A meeting of OPEC and its allies ended without any decision to further increase oil output despite President Donald Trump's call for lower prices.
Members of the Organization of the Petroleum Exporting Countries met on Sunday in Algiers with non-members including Russia.
The committee said in a statement that it was satisfied "regarding the current oil market outlook, with an overall healthy balance between supply and demand."
It also urged "countries with spare capacity to work with customers to meet their demand during the remaining month of 2018."
Trump has been calling publicly for OPEC to help lower prices by producing more.
"We protect the countries of the Middle East, they would not be safe for very long without us, and yet they continue to push for higher and higher oil prices!" he tweeted on Thursday.
The price rise is notably caused by a recent drop in Iran's supply because of U.S. sanctions.
OPEC and Russia have capped production since January 2017 to bolster prices. Output fell below those targets this year, and in June the same countries agreed to boost the oil supply.
Saudi Arabia Energy Minister Khalid al-Falih told reporters that participating countries have provided over the last three months "a lot of supply to offset decreases" in Iran, Venezuela and Mexico. "Markets are quite balanced today, there's plenty of supply to meet any customer that needs it."

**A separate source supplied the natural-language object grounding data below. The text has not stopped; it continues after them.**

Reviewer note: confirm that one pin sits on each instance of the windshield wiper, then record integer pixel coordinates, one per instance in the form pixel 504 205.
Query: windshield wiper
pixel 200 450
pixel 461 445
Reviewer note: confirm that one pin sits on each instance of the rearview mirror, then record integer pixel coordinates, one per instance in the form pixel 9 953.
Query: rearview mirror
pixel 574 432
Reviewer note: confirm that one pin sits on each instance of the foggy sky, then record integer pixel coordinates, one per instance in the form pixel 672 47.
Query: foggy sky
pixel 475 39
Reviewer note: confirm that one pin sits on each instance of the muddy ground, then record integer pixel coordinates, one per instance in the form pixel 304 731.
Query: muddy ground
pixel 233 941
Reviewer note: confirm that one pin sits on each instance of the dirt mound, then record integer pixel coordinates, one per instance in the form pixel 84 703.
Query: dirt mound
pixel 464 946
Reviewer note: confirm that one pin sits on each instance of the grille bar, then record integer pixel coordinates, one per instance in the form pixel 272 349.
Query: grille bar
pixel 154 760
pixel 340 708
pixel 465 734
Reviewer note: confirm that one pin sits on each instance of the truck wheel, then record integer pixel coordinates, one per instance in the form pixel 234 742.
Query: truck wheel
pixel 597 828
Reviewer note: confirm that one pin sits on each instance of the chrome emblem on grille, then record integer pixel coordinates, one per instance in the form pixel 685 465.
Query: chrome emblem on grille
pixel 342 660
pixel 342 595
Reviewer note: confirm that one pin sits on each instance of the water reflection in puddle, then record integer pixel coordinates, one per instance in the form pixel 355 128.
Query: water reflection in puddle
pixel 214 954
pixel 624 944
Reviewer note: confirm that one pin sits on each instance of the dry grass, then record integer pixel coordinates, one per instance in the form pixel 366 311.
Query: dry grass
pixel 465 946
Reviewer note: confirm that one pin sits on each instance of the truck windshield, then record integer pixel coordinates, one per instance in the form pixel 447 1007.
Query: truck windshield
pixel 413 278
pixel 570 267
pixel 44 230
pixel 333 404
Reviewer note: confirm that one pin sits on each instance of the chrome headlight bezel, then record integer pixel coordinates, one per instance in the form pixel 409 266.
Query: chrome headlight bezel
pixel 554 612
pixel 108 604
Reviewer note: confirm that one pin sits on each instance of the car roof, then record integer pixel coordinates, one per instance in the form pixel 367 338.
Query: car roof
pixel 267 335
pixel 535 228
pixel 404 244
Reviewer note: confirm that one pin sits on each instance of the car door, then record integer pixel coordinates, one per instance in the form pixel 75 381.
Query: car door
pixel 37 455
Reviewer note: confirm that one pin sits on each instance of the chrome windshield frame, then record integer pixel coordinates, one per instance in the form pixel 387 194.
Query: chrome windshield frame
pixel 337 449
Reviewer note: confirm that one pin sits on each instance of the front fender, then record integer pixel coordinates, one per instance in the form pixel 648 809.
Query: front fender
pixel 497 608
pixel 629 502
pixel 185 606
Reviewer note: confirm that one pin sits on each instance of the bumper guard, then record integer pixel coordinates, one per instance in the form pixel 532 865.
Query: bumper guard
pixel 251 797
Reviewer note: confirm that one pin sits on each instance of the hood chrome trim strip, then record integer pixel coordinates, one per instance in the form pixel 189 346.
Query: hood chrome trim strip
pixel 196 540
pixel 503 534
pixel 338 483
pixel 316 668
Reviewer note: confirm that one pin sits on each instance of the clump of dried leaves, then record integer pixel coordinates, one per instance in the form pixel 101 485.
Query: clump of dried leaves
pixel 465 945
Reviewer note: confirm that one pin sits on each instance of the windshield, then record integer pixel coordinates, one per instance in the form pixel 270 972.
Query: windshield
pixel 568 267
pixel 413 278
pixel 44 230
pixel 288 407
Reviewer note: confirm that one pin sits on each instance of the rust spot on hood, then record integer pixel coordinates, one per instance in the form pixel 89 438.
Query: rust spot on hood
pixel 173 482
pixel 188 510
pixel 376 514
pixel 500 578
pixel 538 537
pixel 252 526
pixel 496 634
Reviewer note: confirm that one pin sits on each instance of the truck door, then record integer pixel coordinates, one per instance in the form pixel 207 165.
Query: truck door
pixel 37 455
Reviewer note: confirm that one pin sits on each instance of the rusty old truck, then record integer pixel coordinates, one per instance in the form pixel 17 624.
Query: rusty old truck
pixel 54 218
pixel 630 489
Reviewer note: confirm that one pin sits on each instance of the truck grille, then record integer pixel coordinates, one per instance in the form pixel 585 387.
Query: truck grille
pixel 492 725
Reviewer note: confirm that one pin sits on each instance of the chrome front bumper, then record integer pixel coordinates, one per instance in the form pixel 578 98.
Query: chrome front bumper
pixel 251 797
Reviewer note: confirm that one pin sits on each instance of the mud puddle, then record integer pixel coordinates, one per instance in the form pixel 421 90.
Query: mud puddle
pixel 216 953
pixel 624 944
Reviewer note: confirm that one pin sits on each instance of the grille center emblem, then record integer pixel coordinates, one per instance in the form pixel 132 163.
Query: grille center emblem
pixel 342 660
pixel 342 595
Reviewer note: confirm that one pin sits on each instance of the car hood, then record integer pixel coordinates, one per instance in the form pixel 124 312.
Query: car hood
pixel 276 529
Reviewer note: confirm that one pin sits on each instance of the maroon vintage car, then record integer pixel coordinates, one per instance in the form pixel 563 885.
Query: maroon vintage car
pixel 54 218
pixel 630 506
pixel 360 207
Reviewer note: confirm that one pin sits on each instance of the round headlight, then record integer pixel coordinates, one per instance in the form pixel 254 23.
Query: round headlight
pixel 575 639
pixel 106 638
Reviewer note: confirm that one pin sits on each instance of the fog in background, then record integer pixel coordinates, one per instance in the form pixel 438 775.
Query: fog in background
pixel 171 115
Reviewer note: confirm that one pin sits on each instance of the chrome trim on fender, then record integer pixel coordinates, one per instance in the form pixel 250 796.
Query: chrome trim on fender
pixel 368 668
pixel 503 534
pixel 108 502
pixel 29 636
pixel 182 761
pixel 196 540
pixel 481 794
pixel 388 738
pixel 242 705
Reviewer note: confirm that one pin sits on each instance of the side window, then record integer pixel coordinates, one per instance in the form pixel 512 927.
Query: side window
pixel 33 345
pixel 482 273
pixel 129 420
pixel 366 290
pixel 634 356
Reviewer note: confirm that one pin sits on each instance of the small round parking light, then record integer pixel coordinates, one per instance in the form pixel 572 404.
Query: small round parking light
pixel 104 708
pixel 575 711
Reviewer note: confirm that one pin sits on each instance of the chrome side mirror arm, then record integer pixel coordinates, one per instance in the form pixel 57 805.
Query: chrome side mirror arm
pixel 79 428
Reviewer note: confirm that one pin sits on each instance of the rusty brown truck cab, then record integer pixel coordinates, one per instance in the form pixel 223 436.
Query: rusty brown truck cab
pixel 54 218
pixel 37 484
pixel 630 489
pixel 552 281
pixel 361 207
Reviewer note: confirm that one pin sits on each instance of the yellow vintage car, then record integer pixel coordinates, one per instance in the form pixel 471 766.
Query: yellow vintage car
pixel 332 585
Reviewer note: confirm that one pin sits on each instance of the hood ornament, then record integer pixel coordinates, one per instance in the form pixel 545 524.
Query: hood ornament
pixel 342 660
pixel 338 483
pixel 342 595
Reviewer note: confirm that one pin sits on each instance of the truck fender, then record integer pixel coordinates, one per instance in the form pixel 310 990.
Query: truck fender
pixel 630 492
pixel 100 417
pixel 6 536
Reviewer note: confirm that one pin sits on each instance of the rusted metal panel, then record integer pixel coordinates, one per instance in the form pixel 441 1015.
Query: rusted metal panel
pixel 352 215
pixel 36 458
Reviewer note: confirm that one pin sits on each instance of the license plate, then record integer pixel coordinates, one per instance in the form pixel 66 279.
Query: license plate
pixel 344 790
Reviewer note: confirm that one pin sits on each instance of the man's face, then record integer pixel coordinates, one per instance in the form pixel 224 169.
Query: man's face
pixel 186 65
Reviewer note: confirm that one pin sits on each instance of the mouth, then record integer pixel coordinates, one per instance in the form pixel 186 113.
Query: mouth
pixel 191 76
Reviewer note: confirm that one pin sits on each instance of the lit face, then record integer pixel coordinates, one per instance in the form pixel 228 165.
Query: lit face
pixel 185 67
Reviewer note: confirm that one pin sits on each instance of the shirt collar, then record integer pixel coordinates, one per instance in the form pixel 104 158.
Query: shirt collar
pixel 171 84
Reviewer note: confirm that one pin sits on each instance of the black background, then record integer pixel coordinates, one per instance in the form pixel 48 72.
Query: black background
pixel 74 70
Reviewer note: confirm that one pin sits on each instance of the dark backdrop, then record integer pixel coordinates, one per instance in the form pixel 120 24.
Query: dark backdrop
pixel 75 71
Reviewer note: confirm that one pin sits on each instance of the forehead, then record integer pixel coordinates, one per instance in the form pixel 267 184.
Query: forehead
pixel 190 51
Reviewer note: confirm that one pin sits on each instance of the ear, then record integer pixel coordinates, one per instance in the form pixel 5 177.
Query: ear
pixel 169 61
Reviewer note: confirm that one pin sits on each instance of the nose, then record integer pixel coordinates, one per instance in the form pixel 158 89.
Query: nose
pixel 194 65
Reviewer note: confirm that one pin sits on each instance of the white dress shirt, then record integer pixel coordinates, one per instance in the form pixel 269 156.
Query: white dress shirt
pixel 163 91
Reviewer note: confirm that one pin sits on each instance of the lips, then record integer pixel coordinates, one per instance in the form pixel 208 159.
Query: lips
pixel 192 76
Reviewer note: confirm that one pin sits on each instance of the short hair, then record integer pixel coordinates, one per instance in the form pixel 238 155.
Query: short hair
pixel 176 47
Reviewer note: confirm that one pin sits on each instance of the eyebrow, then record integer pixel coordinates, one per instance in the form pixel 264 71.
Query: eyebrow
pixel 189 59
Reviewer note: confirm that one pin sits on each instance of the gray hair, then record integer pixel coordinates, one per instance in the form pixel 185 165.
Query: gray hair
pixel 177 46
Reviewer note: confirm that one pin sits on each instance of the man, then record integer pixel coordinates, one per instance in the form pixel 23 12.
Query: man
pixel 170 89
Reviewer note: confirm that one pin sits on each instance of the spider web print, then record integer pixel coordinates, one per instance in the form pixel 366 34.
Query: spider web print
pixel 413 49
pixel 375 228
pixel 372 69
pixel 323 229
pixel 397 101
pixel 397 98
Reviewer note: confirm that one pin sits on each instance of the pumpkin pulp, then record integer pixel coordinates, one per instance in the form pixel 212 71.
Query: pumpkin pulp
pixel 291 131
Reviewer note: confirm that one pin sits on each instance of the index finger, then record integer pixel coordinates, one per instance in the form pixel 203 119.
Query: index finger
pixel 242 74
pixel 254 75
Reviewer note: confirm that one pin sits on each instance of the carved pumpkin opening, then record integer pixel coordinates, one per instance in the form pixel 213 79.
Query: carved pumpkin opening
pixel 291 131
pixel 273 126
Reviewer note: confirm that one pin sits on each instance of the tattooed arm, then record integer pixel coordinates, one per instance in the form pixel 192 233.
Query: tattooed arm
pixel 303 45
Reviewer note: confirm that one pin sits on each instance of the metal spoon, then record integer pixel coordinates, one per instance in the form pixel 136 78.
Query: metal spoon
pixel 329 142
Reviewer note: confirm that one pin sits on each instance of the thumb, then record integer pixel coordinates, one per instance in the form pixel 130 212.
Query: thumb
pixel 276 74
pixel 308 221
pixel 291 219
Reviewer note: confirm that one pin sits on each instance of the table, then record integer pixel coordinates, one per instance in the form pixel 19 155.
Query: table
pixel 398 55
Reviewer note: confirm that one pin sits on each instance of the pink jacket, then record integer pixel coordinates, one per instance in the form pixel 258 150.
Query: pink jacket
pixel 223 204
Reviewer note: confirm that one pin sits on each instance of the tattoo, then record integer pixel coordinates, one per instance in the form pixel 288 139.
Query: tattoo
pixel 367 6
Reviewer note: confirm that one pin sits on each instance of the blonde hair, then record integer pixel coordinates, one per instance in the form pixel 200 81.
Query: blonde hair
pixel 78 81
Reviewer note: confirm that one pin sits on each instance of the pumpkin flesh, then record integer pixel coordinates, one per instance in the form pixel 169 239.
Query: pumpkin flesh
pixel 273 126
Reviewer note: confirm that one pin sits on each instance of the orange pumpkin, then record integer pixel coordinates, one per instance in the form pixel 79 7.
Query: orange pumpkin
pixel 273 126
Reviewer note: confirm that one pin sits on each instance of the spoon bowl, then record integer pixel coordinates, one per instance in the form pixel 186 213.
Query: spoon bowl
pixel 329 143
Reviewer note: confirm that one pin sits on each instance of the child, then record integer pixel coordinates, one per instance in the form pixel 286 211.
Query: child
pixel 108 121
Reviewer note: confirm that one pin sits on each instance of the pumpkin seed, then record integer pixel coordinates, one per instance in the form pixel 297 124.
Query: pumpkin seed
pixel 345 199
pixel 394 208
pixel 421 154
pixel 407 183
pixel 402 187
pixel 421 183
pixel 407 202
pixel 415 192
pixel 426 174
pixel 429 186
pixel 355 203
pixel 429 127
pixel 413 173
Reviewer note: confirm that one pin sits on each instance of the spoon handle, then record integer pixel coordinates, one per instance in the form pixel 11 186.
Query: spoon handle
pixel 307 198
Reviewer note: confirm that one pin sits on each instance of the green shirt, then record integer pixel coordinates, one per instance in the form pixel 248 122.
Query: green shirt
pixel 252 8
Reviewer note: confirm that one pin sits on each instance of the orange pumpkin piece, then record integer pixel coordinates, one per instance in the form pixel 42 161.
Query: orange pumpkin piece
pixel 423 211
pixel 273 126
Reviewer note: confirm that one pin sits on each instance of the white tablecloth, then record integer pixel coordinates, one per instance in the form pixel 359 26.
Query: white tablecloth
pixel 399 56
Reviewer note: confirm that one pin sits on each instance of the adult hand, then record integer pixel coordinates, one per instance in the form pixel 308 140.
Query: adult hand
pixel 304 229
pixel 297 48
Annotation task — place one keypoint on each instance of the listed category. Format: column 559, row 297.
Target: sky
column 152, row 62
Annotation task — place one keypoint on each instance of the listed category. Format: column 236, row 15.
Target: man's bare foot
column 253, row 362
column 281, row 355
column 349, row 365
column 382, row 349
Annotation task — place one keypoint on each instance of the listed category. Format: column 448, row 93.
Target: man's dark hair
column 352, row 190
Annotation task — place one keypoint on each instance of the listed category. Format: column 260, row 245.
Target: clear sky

Also Sunday, OPEC released its World Oil Outlook 2040 report.
The cartel says that China and India will drive growth in energy demand through 2040, and that oil will continue to remain the biggest source of energy despite a global push for cleaner resources. Oil demand is forecast to increase by 14.5 million barrels a day to a total of 111.7 million barrels in 2040, driven by an expanding middle class and economic growth in developing countries.
The U.S., which isn't an OPEC member and has in recent years seen a renewed boom in shale oil, will continue to grow as a crude producer, peaking in the late 2020s. That suggests OPEC's power to influence the market will be tempered by U.S. production for about another decade.